Todo mundo tem uma crônica de bolso, eu acho. A minha é a mesma desde que tenho 15 anos. Paulo Mendes Campos não fez tanto sucesso na história da nossa literatura. Mas confesso que fez uma diferença absurda na minha. Até hoje, depois da centésima releitura, me emociono com as palavras que ele cuidadosamente escolheu para explicar a vida para Maria da Graça.

Aqui vai um trecho de “Para Maria da Graça” de Paulo Mendes Campos:

“Toda a pessoa deve ter três caixas para guardar humor: uma caixa grande para o humor mais ou menos barato que a gente gasta na rua com os outros; uma caixa média para o humor que a gente precisa ter quando está sozinho, para perdoares a ti mesma, para rires de ti mesma; por fim, uma caixinha preciosa, muito escondida, para grandes ocasiões. Chamo de grandes ocasiões os momentos perigosos em que estamos cheios de dor ou de vaidade, em que sofremos a tentação de achar que fracassamos ou triunfamos, em que nos sentimos umas drogas ou muito bacanas. Cuidado, Maria, com as grandes ocasiões.”

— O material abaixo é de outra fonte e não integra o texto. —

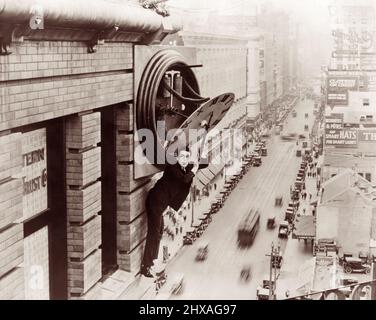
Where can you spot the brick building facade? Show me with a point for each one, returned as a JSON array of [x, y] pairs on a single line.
[[71, 209]]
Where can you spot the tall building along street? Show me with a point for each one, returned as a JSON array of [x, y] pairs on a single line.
[[187, 150]]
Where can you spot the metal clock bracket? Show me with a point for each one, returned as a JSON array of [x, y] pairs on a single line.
[[100, 37]]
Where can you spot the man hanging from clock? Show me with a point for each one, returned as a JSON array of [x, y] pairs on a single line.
[[170, 190]]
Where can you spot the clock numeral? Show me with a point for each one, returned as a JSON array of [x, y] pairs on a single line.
[[186, 124], [225, 110], [225, 97], [215, 101]]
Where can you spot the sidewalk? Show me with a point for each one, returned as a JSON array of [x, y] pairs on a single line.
[[297, 253]]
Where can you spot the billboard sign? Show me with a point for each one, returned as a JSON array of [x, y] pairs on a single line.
[[338, 87], [34, 172], [336, 135], [341, 138]]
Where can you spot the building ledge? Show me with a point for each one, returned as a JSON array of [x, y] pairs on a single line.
[[82, 20]]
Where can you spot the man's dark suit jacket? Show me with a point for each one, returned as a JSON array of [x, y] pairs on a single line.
[[173, 188]]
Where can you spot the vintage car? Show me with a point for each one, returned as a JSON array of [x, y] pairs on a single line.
[[202, 251], [246, 273], [270, 224], [283, 231], [352, 265], [278, 202], [177, 284], [248, 228], [257, 161], [263, 292]]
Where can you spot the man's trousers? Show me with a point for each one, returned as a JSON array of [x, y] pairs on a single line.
[[154, 211]]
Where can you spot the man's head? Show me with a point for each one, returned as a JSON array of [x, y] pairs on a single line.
[[184, 157]]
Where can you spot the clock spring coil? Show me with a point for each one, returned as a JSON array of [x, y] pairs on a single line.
[[152, 77]]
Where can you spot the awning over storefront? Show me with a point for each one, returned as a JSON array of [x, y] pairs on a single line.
[[304, 228]]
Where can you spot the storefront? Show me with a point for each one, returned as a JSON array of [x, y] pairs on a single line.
[[43, 210]]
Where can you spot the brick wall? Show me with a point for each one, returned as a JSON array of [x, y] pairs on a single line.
[[131, 194], [83, 169], [48, 79], [11, 233], [224, 70]]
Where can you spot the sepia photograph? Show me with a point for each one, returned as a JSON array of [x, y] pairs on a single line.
[[206, 151]]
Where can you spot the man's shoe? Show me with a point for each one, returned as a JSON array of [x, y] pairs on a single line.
[[145, 271]]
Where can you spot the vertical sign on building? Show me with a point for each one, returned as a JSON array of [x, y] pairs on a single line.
[[338, 89], [336, 135], [34, 172], [34, 177]]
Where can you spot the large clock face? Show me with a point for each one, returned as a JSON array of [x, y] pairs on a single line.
[[209, 115]]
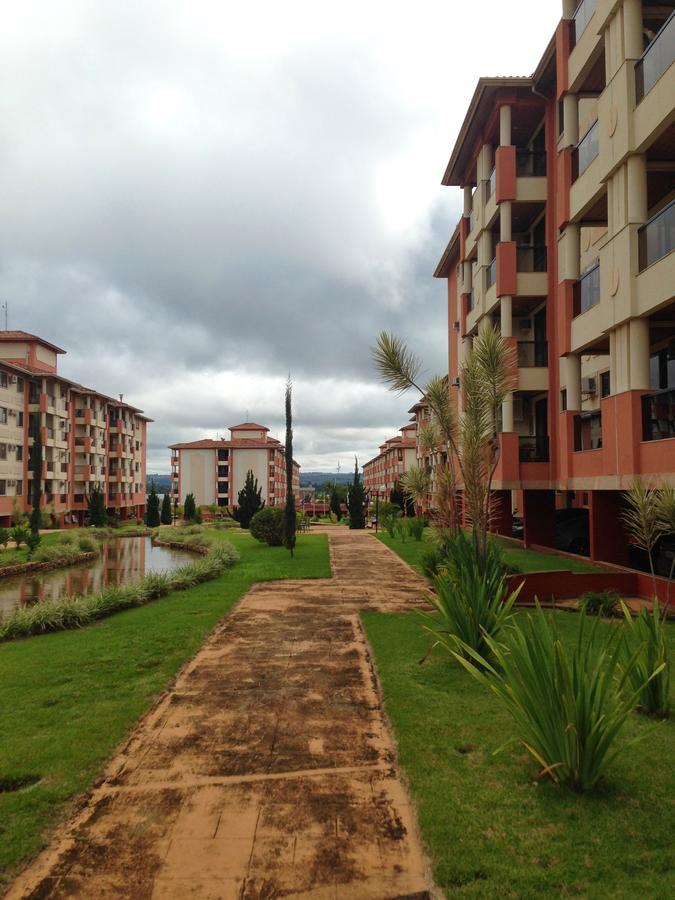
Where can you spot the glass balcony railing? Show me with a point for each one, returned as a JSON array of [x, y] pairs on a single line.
[[588, 431], [658, 416], [532, 354], [530, 259], [656, 60], [582, 16], [530, 163], [656, 238], [533, 448], [586, 150], [587, 291]]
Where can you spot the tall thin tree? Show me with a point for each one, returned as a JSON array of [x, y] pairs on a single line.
[[289, 514]]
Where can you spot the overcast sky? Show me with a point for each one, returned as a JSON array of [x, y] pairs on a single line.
[[199, 196]]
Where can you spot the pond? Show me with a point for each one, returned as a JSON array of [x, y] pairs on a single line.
[[122, 560]]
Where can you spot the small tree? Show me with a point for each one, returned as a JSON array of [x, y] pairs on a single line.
[[290, 523], [152, 519], [166, 516], [356, 500], [249, 501], [98, 515], [35, 463]]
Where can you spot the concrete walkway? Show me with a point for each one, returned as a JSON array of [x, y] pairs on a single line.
[[267, 769]]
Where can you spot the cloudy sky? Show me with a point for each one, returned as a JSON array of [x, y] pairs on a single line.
[[199, 196]]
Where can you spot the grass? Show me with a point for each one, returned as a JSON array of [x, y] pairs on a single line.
[[67, 699], [524, 560], [489, 826]]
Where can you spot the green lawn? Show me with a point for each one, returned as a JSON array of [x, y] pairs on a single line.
[[67, 699], [489, 827], [525, 560]]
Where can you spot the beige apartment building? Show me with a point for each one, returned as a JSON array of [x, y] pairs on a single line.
[[88, 438], [215, 470], [566, 245]]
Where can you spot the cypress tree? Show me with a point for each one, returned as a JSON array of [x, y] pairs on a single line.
[[166, 517], [249, 501], [152, 508], [290, 524], [356, 500], [35, 457]]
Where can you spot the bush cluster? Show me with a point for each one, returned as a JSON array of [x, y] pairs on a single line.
[[59, 615]]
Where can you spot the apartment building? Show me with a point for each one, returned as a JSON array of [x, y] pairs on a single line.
[[215, 470], [88, 438], [566, 244], [396, 456]]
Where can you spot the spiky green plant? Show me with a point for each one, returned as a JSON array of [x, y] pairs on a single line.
[[646, 650], [471, 601], [569, 704]]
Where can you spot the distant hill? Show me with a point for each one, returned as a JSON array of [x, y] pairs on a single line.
[[319, 478], [162, 482]]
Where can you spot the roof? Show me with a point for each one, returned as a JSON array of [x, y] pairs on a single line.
[[12, 336], [247, 426]]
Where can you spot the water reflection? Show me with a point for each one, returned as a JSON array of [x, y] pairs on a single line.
[[122, 560]]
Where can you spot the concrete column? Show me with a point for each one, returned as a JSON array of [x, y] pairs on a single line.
[[573, 381], [632, 28], [639, 354], [636, 172], [504, 126], [571, 120], [468, 199]]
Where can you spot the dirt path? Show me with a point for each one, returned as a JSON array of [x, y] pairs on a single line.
[[267, 769]]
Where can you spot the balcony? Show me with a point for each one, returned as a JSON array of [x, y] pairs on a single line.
[[533, 448], [658, 416], [532, 354], [588, 431], [656, 238], [587, 291], [586, 151], [582, 16], [656, 60], [530, 163]]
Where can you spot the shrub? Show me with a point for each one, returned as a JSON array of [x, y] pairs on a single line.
[[416, 527], [600, 603], [267, 526], [58, 615], [19, 535], [646, 650], [471, 599], [568, 704]]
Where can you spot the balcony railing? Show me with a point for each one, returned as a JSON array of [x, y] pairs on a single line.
[[531, 259], [658, 416], [587, 291], [656, 60], [532, 354], [582, 16], [656, 238], [588, 431], [530, 163], [586, 151], [533, 448]]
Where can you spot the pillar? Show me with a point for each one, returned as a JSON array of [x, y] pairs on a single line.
[[573, 381], [539, 518]]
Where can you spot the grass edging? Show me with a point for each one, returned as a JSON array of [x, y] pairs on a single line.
[[60, 615]]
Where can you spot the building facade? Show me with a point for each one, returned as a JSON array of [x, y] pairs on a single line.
[[396, 456], [88, 438], [215, 470], [566, 245]]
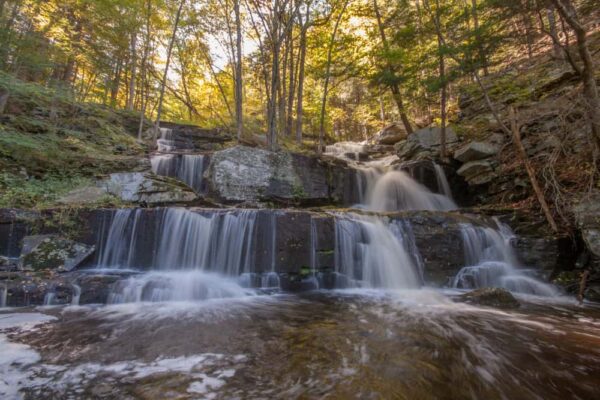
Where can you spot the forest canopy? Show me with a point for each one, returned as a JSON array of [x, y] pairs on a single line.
[[296, 70]]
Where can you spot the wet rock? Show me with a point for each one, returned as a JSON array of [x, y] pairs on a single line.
[[424, 143], [245, 174], [148, 188], [86, 195], [391, 134], [491, 297], [42, 252], [592, 293], [477, 172], [474, 151], [587, 216]]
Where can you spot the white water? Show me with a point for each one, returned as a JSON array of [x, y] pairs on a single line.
[[397, 191], [175, 286], [370, 253], [166, 143], [491, 262], [219, 241]]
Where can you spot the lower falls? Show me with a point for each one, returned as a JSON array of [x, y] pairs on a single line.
[[367, 301]]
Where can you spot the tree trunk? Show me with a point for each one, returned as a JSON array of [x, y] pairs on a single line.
[[327, 77], [590, 90], [165, 75], [480, 48], [394, 88], [301, 63], [556, 49], [133, 77], [532, 177], [144, 92], [238, 72]]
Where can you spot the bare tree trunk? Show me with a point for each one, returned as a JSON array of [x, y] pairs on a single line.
[[514, 124], [164, 80], [395, 89], [133, 77], [238, 72], [327, 77], [291, 91], [556, 48], [144, 93], [480, 48], [301, 63], [590, 90]]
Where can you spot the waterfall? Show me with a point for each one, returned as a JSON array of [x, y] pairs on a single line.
[[166, 142], [218, 241], [188, 168], [175, 286], [442, 181], [3, 295], [371, 253], [491, 262], [396, 190]]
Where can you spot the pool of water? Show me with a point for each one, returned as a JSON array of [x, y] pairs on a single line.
[[340, 344]]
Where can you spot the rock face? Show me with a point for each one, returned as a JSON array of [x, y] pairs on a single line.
[[587, 216], [491, 297], [148, 188], [477, 172], [474, 151], [391, 134], [245, 174], [41, 252], [424, 144]]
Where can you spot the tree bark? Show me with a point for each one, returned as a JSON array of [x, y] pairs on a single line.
[[238, 72], [327, 77], [299, 100], [514, 124], [165, 75], [394, 88], [133, 77]]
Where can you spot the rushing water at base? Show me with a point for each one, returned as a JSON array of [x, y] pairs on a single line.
[[491, 262], [412, 344]]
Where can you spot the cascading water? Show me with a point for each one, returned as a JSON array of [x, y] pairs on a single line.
[[396, 190], [370, 253], [491, 262], [166, 141], [199, 256]]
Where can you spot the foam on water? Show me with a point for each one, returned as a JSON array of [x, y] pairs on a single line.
[[491, 262]]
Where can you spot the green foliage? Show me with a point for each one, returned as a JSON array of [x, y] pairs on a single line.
[[18, 191]]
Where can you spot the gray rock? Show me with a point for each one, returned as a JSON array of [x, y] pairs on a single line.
[[42, 252], [475, 168], [475, 151], [424, 144], [391, 134], [148, 188], [86, 195], [491, 297], [246, 174], [587, 216]]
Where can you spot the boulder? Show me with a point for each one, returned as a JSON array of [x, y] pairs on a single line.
[[424, 143], [86, 195], [245, 174], [148, 188], [477, 172], [474, 151], [42, 252], [587, 217], [491, 297], [391, 134]]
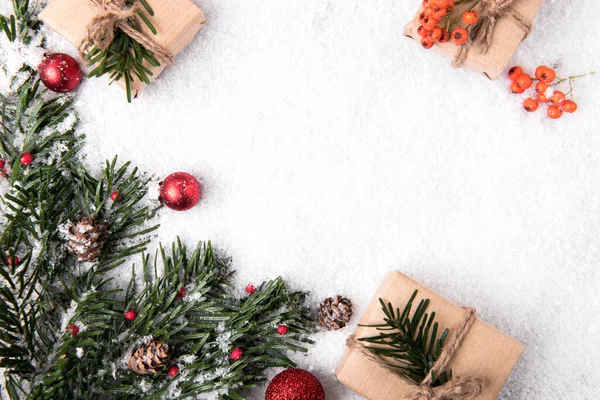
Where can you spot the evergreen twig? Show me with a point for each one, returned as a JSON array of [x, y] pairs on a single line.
[[409, 344]]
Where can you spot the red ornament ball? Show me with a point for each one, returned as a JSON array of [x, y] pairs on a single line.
[[116, 196], [180, 191], [295, 384], [250, 289], [26, 158], [130, 315], [237, 353], [282, 329], [74, 329], [60, 72], [173, 371]]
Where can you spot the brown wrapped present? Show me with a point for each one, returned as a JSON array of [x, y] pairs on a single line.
[[176, 21], [481, 360], [502, 26]]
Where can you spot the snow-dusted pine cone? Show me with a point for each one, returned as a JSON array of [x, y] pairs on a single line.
[[149, 358], [86, 238], [335, 313]]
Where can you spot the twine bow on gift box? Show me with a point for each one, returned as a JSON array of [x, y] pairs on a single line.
[[116, 14], [481, 33], [459, 388]]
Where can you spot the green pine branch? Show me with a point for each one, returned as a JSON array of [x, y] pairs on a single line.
[[409, 344]]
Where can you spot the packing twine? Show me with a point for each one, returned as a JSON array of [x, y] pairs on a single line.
[[115, 14], [459, 388], [480, 33]]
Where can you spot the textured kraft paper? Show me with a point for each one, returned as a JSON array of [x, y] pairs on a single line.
[[485, 352], [507, 37], [177, 22]]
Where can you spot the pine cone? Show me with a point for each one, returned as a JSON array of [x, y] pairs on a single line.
[[335, 313], [149, 357], [86, 238]]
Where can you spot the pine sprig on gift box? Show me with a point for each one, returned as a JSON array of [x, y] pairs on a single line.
[[125, 58], [409, 344]]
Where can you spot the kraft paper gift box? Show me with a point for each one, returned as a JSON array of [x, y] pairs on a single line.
[[485, 352], [177, 22], [506, 38]]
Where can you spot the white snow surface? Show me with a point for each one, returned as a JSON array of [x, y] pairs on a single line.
[[332, 149]]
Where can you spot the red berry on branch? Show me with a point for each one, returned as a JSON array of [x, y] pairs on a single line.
[[60, 72], [130, 315], [282, 330], [74, 329], [459, 36], [569, 106], [554, 112], [557, 97], [545, 74], [173, 371], [180, 191], [427, 42], [26, 158], [525, 81], [514, 73], [116, 196], [470, 17], [515, 88], [237, 354]]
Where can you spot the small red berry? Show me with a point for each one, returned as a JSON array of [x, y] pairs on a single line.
[[282, 329], [26, 158], [116, 196], [554, 112], [130, 315], [569, 106], [470, 17], [514, 73], [557, 97], [459, 36], [545, 74], [13, 261], [427, 42], [516, 88], [237, 353], [74, 329], [524, 80]]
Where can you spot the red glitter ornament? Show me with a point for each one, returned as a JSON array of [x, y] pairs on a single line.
[[26, 158], [180, 191], [173, 371], [60, 72], [74, 329], [295, 384], [130, 315], [116, 196], [282, 329], [237, 353]]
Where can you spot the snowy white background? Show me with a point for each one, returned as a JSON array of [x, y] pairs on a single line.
[[332, 150]]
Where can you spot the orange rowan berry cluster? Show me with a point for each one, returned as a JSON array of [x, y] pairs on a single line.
[[437, 21], [547, 81]]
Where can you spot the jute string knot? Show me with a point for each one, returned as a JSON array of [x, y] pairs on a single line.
[[481, 32], [117, 14], [459, 388]]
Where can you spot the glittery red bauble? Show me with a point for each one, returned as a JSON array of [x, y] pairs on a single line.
[[180, 191], [295, 384], [60, 72]]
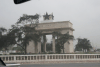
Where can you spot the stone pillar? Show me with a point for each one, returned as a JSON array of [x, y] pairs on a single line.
[[53, 43], [44, 42], [39, 47]]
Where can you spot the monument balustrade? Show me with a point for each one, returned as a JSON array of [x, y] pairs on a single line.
[[48, 57]]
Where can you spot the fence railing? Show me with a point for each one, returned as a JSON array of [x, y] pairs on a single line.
[[49, 57]]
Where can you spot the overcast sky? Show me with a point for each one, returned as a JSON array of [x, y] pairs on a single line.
[[84, 14]]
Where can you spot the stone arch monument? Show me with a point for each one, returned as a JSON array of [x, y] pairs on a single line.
[[48, 27]]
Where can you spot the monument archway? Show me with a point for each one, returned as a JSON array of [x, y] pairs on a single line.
[[48, 28]]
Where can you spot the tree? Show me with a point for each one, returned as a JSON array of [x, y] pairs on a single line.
[[83, 44], [24, 30]]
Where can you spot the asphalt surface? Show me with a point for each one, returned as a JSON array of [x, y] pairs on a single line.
[[64, 65]]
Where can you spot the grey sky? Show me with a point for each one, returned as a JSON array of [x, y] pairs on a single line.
[[84, 14]]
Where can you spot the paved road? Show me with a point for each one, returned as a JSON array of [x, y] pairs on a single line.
[[64, 65]]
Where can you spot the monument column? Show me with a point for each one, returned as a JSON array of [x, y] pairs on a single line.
[[53, 43], [44, 42]]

Se alguém quiser ler a crônica inteira:

http://www.geocities.com/rcultural/cronicas/Campos/paramaria.html

Lado B

Música é um assunto que eu não domino, não que eu domine muitos. Mas, apesar de não ter a menor noção de qual é a banda londrina mais cool do momento, tenho uma ligação doentia com música. Doentia porque fico doente quando encano com uma. Deixo em looping e, enquanto minha vida não pula de faixa, as 24 horas do meu dia são divididas em frações de três minutos. Isso tem um pouco a ver com a maneira que eu levo todas as coisas. Seria ótimo, inclusive, que essa intensidade ficasse só na categoria trilha sonora e que todas as outras, roteiro, direção e efeitos, fossem bem superficiais.
O fato é que eu consigo pontuar as minhas fases (ou semanas) pelas músicas. Quando escuto uma delas, sou capaz de viver tudo de novo, elas invadem o lugar exato do meu cérebro onde ficam as memórias. Parece até que tem um álbum de fotografias entrando pelos meus ouvidos. O botão do play abre a caixa de Pandora e liberta todos aqueles sentimentos, sensações e cheiros que estavam trancados a sete chaves.

PS: Eu ouvi esta música umas 15 vezes enquanto escrevia este texto.